Trial by ambush. That is historically how criminal defendants have been tried in Virginia. The Commonwealth’s discovery process has never been very helpful for those accused of crimes, but the Supreme Court of Virginia finally enacted new rules that expand a defendant’s right to know the evidence against him or her in certain cases. Discovery is a procedure whereby the parties to a proceeding exchange information, documents, evidence, and other material related to the case.
Rule 3A:11 of the Supreme Court of Virginia addresses criminal discovery for felonies in circuit courts and misdemeanors in circuit courts brought on direct indictment (not appealed from a Virginia general district court). Under this Rule, a defendant may file a motion for discovery and inspection provided the motion is filed at least ten calendar days before the date of trial. Any material or evidence disclosed or discovered under the Rule and filed with the clerk of court must be placed under seal until it is either admitted as an exhibit at a trial or hearing, or until the court enters an order unsealing the specified material.
One significant benefit of the new rule is that defendants are entitled to inspect and review police reports and witness statements (this has not always been the case!). This does not mean that the Commonwealth must provide copies of these reports, but it is still a step in the right direction. In contrast, prosecutors are required to allow defendants to copy or photograph any relevant written or recorded statement or confession made by the accused to any law enforcement officer. The same is true for statements made by the accused to someone other than a law enforcement officer and statements made by a co-defendant or co-conspirator if the Commonwealth intends to introduce such statements into evidence at trial. Written scientific reports that are known by the Commonwealth’s Attorney to be within the possession, custody, or control of the Commonwealth must also be disclosed.

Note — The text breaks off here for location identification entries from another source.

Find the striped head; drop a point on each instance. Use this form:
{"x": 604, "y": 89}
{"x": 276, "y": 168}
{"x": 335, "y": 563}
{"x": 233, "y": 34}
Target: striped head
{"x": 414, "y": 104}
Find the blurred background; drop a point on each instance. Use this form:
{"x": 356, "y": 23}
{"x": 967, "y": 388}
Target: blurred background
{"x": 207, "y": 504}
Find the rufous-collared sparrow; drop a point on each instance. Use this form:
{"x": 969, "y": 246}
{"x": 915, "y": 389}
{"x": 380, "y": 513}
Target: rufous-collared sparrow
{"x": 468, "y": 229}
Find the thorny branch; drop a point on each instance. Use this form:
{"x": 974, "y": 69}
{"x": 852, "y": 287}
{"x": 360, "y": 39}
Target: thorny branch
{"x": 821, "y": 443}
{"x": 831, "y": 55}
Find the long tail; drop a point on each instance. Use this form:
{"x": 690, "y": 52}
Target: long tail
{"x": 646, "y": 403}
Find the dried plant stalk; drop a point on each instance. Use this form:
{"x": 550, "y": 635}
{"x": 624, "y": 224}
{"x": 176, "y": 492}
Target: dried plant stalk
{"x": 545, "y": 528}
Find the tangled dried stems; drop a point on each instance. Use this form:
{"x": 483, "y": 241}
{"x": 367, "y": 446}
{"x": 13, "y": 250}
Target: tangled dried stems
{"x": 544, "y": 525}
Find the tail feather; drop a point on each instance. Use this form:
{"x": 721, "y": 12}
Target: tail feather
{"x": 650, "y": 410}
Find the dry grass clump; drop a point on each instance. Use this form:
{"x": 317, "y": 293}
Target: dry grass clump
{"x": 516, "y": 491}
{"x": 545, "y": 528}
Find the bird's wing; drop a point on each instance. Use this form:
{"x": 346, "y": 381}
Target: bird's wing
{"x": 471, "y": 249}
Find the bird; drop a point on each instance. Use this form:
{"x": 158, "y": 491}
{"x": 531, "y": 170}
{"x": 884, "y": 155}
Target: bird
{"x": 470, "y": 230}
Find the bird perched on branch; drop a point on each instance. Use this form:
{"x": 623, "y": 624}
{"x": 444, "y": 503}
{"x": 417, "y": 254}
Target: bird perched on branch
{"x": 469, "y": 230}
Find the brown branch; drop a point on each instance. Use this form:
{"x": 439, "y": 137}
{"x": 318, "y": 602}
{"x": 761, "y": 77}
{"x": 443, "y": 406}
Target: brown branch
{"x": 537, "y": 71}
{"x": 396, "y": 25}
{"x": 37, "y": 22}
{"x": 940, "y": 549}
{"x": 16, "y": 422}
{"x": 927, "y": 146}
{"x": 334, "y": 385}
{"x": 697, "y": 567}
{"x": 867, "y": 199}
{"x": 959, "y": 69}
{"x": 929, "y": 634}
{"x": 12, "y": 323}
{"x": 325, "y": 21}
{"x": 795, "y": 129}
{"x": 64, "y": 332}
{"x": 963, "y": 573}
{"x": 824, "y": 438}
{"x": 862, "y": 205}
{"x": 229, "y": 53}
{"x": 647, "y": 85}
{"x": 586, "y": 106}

Another great benefit of the new rule is the fact that the Commonwealth is required to disclose witness lists. This means the government must inform a defendant in writing about all people who are expected to testify at trial or sentencing. If the Commonwealth intends to introduce expert witness testimony at either trial or sentencing, the accused must be notified of that intent in writing along with the expert’s opinions, bases for those opinions, and the expert’s qualifications and contact information. Defendants must also disclose witness and expert information, but the rule does not detail which party must disclose first. We believe that the government should disclose their witnesses first given the fact it is the prosecuting party. It is especially important that you have an experienced attorney who can address this issue.
Restricted Dissemination Material (“RDM”) is another new discovery concept in Virginia. This part of the new rule provides that any discovery material designated as RDM may only be disclosed to the accused’s attorney, agents or employees of the accused’s attorney, or to expert witnesses. A defense attorney may show this material to clients, but a defendant may not keep a copy of it. The purpose of this rule is supposedly to protect victims and witnesses. Although we question whether the rule achieves that intended purpose, it is a small concession for otherwise obtaining more information necessary to prepare a defense in a criminal case. For defendants who choose to represent themselves, a Virginia court may further limit the scope of discovery. For this reason, an accused should always consider using an attorney to ensure they are acquiring the most information possible from the Commonwealth.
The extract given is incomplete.